If US President Barack Obama is feeling the pain from a rough year at the office, he did a great job of covering it up on Friday.
Before boarding Air Force One for a vacation in Hawaii, the president gave a year-end news conference with a spring in his step, buoyed by a surge in US economic growth and newly confident after having stymied his Republican critics with unilateral actions on immigration and Cuba.
Bantering with reporters, granting questions only to women and wishing all the Hawaiian Christmas greeting, “Mele Kalikimaka,” Obama appeared energised and exuded an I’m-not-done-yet attitude.
“There is no doubt that we can enter into the new year with renewed confidence that America’s making significant strides where it counts,” he said.
The Washington Post declared recently that Obama had “the worst year in Washington,” a grim assessment after the president struggled to respond to a variety of foreign and domestic crises from beheadings by Islamic State to Russia’s aggression against Ukraine to racial unrest in Ferguson, Missouri.

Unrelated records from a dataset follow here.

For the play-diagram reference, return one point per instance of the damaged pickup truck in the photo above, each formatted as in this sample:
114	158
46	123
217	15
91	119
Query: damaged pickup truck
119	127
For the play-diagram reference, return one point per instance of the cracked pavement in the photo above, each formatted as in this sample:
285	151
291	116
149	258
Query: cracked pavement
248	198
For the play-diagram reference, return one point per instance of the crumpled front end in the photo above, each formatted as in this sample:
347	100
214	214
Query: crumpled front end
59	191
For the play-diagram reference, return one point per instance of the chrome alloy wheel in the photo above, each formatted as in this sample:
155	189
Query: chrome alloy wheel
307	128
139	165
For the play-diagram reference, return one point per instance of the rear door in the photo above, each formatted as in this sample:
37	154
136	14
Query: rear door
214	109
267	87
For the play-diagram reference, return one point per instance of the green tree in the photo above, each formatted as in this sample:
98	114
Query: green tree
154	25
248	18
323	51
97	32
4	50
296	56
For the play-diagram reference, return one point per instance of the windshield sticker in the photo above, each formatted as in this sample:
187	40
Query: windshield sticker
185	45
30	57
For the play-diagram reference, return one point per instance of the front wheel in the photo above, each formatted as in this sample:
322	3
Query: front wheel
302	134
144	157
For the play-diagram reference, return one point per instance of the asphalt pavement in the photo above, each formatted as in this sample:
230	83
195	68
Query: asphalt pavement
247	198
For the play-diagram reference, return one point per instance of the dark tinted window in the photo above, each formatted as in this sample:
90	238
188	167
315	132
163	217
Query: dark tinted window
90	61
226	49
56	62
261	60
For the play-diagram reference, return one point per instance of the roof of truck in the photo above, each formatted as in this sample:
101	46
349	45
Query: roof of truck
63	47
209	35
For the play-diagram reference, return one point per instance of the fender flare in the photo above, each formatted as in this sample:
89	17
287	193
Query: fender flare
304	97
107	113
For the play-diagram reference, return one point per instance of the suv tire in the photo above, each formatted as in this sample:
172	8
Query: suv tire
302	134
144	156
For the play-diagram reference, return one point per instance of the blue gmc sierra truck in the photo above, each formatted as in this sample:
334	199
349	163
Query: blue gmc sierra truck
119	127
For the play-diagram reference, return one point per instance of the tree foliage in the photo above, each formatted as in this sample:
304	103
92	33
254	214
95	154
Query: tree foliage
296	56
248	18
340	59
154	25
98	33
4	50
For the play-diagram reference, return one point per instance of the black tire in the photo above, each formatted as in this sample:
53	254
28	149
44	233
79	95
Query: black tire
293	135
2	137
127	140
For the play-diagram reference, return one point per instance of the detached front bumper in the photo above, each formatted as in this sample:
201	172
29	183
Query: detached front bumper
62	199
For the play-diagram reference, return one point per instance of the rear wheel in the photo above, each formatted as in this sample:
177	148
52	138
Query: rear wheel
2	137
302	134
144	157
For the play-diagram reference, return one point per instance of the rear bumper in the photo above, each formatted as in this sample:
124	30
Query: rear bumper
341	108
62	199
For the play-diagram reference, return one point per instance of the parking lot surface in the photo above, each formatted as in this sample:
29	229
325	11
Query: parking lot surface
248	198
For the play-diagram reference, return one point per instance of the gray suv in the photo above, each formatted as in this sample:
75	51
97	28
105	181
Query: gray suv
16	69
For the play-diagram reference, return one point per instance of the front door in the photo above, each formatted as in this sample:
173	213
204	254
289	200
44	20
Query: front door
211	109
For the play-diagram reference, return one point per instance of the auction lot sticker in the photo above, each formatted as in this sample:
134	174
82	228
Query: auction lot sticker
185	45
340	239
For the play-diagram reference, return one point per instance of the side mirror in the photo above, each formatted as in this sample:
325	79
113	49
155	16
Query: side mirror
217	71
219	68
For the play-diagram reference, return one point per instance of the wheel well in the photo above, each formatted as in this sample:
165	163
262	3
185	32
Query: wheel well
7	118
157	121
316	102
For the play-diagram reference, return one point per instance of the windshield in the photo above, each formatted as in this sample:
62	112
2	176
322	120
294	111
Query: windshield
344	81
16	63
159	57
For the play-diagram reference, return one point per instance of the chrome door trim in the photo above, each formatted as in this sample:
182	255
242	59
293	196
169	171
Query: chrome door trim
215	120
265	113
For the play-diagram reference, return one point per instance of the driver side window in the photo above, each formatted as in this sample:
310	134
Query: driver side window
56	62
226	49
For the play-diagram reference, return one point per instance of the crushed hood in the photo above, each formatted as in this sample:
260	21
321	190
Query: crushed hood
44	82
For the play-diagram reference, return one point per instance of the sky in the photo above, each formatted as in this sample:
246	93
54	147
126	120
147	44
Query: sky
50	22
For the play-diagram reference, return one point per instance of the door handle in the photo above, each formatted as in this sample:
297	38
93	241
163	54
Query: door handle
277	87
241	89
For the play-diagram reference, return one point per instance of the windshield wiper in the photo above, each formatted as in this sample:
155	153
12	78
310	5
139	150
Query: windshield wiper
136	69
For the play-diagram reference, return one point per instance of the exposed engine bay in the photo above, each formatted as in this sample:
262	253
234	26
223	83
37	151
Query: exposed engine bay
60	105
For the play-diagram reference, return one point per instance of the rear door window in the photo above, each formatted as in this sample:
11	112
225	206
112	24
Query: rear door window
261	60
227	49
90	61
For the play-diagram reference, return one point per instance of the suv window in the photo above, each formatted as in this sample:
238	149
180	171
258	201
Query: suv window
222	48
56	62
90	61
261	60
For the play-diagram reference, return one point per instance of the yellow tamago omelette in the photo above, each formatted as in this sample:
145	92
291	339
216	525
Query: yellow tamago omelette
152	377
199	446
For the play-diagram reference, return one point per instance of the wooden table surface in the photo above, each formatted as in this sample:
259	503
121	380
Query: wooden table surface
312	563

He was quickly labeled a lame duck after his Democrats’ dramatic mid-term election losses to resurgent Republicans in early November. Already a multitude of potential candidates are jockeying for position in the looming fight to succeed him in 2016.
Obama’s actions in the weeks since the elections, however, have foiled the conventional wisdom that his presidency is largely over.
He bypassed a divided Congress to reform immigration on his own, ignored congressional critics this week by moving to normalise relations with Cold War-era foe Cuba, and reached a compromise deal with Republicans on a $1.1 trillion spending bill to the chagrin of some Democrats.
Perhaps the biggest factor in Obama’s improved mood has been stronger economic growth and job creation after the long tepid period that marked much of a presidency that began in early 2009 when the economy was mired in deep recession.
It is an old truth of American politics that presidents have a greater ability to strike compromises and go against their party’s orthodoxy in their last two years in office, when they don’t have to face the voters again.